After the 2018 midterms, the Democratic party seized control of the House of Representatives, while the Senate maintained it’s Republican majority. What’s intriguing about the 116th Congress is the people that were elected. More women than ever were elected that will be representing several different states. Not only this, but Muslim and Native American women are entering the political landscape for the first time. A majority of the new Congresswomen campaigned holding democratic ideals and values, and with all of these women entering politics, there is no question as to the reasoning behind the new House majority party.

There are many potential reasons to consider as to why there is a record breaking number of women deciding to enter politics, but one stands at the forefront: the evolutions of the #MeToo and #TimesUp movements. Now more than ever, women are taking a stand to fight for equality and representation in government, and that is clearly exemplified by the new representatives coming in with the new wave of Congress.

New faces that are headed to the lower chamber include Representative Rashida Tlaib (D-MI) and Ilhan Omar (D-MN), who are the first ever female Muslims hoping to bring change and representation to Washington. Representative Omar is also the first Somali-American to enter Congress. Representative Alexandria Ocasio-Cortez is serving as the youngest woman ever elected to Congress at the age of twenty nine. Sharice Davids (D-KS) and Deb Haaland (D-NM) are the first Native American women to be elected to Congress. Some New England states have also sent their first black representatives to the capitol: Representative Ayanna Pressley (D-MA) and Jahana Hayes (D-CT). While these are only a few faces of the newly revolutionized U.S. government, there is hope that much needed change will come with them.
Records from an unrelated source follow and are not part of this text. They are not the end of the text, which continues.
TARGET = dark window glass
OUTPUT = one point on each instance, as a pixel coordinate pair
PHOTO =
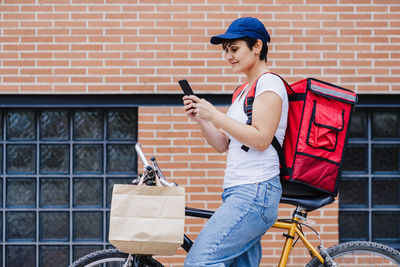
(20, 256)
(355, 158)
(21, 125)
(54, 226)
(386, 225)
(358, 125)
(88, 125)
(386, 192)
(80, 250)
(54, 192)
(88, 226)
(54, 159)
(21, 225)
(385, 158)
(353, 225)
(121, 125)
(21, 159)
(50, 256)
(21, 192)
(353, 192)
(88, 159)
(110, 183)
(54, 125)
(88, 192)
(370, 204)
(385, 124)
(121, 159)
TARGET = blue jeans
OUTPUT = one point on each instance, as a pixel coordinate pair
(232, 236)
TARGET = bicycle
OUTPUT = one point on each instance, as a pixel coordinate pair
(356, 253)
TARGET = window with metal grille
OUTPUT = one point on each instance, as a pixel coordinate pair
(370, 190)
(58, 167)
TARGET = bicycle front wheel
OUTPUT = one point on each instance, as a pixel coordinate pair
(114, 258)
(360, 253)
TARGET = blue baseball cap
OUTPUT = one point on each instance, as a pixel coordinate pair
(243, 27)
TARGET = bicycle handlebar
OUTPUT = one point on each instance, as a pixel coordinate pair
(148, 168)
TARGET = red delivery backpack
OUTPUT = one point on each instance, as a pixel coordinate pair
(316, 135)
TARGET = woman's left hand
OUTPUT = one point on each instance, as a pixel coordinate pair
(203, 109)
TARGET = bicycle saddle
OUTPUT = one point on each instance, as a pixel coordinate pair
(309, 203)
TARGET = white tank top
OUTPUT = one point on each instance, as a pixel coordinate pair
(255, 166)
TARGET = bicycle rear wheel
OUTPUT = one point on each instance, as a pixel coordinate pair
(114, 258)
(361, 253)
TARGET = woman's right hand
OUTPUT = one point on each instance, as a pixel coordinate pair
(189, 107)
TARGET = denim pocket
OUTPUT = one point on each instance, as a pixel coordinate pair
(273, 193)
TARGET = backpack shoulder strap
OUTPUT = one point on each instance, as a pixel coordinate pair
(237, 92)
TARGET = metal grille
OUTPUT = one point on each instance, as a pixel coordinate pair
(370, 189)
(57, 172)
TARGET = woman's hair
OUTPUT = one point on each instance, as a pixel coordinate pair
(250, 44)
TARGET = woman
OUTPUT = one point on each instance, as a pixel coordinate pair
(252, 190)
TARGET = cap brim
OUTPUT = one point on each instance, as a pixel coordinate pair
(219, 39)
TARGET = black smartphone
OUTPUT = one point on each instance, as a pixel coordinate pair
(187, 90)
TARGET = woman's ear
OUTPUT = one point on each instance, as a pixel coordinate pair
(257, 47)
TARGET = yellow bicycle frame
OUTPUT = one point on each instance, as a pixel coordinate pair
(292, 231)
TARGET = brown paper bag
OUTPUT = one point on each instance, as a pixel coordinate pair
(147, 219)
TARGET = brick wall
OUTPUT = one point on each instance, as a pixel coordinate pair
(145, 46)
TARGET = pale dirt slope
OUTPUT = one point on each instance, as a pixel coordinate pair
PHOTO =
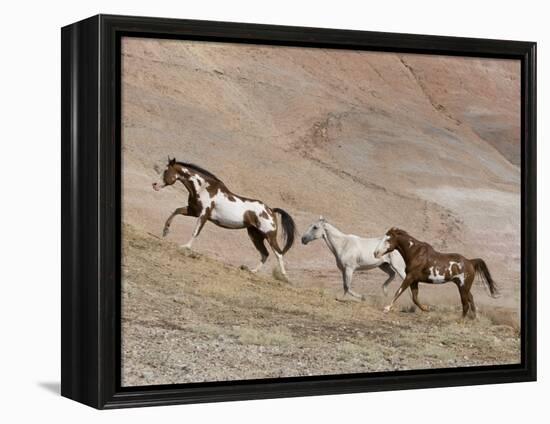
(189, 318)
(369, 140)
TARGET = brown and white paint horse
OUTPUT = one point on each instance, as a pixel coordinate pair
(425, 265)
(210, 200)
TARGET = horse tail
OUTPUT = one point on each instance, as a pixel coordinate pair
(289, 228)
(481, 269)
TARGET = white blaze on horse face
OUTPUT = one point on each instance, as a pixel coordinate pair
(382, 247)
(197, 181)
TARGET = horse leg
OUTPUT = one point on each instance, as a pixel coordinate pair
(272, 240)
(414, 290)
(198, 227)
(387, 268)
(464, 299)
(472, 304)
(178, 211)
(257, 238)
(404, 286)
(347, 276)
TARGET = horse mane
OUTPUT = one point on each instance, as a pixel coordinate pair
(199, 169)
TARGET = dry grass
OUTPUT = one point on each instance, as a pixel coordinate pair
(187, 317)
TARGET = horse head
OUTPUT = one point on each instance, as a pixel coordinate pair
(387, 243)
(314, 231)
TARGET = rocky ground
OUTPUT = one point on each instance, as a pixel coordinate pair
(369, 140)
(189, 318)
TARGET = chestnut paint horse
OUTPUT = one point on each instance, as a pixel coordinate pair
(210, 200)
(425, 265)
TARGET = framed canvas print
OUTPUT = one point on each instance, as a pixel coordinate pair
(254, 211)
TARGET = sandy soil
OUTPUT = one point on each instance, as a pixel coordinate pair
(370, 141)
(189, 318)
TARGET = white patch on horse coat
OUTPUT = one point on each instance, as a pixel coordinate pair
(382, 247)
(230, 213)
(435, 276)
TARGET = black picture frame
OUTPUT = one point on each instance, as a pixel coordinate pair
(91, 180)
The 116th session of Congress is coming in with new voices and a change of energy. Much of this change is credited to the way President Donald Trump has carried out his presidency. Many of the new faces of Congress have spoken about their decision to run based off of how they view our President. However, as evident with recent news, bringing change to Washington is not easy in the slightest. Republicans and Democrats continue to be more divided than ever, and there is worry that there is already too much divide in the Democratic party. Still, Americans hold out hope that this new Congress will unite America and provide for the people. It is expected that these new Congress members won’t stay quiet for long, and that their fiery demeanors that got them will elected will prompt change in our country.